Hi, I’m blue and what follows reads as boring, but for me it really bad.
One of my ocd problems is that I fear hurting others. I’ve had this problem on and off since I was a child. I am 65 now.
Two weeks ago I decided to make chicken soup in the crockpot. For my husband and I, and to give to our son to take home for himself and grandson.
I’ve done this before but never without ocd thoughts, and often I don’t do such things because I just can’t deal with the anxiety.
Anyway, I started to make the soup. I had nearly finished preparation and put in chicken last, I thought one piece maybe, possibly, might not have looked the right colour.

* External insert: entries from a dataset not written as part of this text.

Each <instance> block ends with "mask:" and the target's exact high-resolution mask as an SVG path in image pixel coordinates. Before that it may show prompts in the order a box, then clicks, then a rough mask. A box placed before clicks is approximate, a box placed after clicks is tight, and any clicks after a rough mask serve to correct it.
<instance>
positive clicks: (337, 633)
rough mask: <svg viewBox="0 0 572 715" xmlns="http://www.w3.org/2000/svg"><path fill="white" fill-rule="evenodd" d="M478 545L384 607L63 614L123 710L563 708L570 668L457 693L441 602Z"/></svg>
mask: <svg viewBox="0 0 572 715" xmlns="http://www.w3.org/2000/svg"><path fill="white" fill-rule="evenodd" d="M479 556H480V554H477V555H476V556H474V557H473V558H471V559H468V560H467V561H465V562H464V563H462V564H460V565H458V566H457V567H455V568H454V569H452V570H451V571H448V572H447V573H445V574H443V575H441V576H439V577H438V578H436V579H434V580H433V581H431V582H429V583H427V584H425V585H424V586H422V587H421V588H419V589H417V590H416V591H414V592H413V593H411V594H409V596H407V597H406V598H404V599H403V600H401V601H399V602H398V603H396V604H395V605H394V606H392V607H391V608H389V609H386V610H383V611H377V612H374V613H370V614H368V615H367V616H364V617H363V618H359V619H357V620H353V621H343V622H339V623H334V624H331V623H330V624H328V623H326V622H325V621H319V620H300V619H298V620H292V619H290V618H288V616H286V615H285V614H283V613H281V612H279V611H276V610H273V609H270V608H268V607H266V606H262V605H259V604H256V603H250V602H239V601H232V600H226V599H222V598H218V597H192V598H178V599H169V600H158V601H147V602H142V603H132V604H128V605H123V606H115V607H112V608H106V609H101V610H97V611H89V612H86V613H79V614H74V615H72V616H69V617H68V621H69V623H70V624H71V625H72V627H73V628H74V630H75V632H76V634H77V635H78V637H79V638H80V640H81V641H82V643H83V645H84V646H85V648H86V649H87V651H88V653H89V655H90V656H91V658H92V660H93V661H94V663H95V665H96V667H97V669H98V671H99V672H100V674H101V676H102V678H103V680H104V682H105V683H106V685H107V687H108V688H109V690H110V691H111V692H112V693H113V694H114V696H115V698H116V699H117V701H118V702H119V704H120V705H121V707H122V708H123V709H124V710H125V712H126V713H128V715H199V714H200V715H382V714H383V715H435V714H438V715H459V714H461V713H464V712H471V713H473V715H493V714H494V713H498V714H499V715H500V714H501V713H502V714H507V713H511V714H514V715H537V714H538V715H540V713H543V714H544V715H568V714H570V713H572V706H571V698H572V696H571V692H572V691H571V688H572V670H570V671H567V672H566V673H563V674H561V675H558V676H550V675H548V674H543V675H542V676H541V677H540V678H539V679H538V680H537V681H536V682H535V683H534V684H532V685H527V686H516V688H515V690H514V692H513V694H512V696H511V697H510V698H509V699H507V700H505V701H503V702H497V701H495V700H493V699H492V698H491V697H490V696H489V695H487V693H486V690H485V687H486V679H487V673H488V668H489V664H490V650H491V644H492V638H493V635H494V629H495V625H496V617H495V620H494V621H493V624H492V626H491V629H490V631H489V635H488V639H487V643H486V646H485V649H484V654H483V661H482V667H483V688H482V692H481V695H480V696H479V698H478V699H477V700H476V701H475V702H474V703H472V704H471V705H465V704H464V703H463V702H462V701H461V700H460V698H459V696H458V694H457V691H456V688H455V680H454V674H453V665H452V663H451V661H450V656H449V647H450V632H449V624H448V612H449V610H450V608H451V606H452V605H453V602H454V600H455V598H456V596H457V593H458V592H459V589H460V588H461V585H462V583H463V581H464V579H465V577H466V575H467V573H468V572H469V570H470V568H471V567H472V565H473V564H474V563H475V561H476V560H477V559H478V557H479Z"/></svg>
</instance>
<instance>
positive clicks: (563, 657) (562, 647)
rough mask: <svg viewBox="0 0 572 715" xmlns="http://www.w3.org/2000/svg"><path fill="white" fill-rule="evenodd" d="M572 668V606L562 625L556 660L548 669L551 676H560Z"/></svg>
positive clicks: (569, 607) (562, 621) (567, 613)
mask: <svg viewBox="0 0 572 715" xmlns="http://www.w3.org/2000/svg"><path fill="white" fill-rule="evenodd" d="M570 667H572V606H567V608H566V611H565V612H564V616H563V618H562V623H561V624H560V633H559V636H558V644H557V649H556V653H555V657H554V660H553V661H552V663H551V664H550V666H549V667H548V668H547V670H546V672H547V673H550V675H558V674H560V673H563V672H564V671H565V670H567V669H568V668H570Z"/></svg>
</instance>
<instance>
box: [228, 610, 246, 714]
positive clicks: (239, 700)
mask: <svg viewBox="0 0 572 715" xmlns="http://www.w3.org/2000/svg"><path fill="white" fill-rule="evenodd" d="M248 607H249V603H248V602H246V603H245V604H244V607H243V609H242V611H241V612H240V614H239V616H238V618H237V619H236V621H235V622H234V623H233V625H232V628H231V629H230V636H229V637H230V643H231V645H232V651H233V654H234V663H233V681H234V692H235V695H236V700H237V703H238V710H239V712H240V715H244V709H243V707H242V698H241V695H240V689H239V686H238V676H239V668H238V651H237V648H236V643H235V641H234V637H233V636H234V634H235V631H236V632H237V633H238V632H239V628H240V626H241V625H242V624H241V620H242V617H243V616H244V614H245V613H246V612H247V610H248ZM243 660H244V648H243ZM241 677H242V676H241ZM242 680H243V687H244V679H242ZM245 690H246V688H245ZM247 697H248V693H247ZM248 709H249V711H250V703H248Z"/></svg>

I went back and forth in my mind, unable to convince myself that the chicken was fine and ended up throwing it all out, and then scrubbed all the places the chicken could have, maybe, might have touched including the fridge even though chicken had been well wrapped in plastic etc..
The following week I was determined to make some stew my son likes and was able to cook it and give it to him to take home -ocd thoughts were there but I persisted.
A week later I challenged myself and made the chicken soup for them once more and it was all a success too, despite ocd thoughts which are so exhausting.
Yesterday I made chicken soup with all the ocd thoughts, sent son home with some, cleaned up, stacked dishwasher and put leftovers in fridge for husband.
Some hours later, at quite a late hour, I went to unpack dishwasher but discovered the glass lid of crockpot had shattered into thousands of pieces. I started clean up, and while doing so I started to worry that maybe the lid had broken a little bit while in use, and I hadn’t noticed, and sent son home with soup full of shattered tempered glass. They would have eaten and gone to sleep, and I knew I shouldn’t ring them anyway as part of me knows that no, it did not happen, but other part of me was convinced they were going to die from my soup.
I cleaned kitchen in places glass pieces could not have really gotten. Worrying/terrified all the time about son and grandson. it took me over 3 hours to clean it, do things repeatedly because I didn’t do it right the first time etc
All last night I barely slept, had high anxiety, ended up with a dreadful migraine -I get them anyway but this one was very bad.
I decided I’m done trying, won’t cook again. But, anything I do for others involves this fear of accidentally, carelessly causing them harm. I’m exhausted.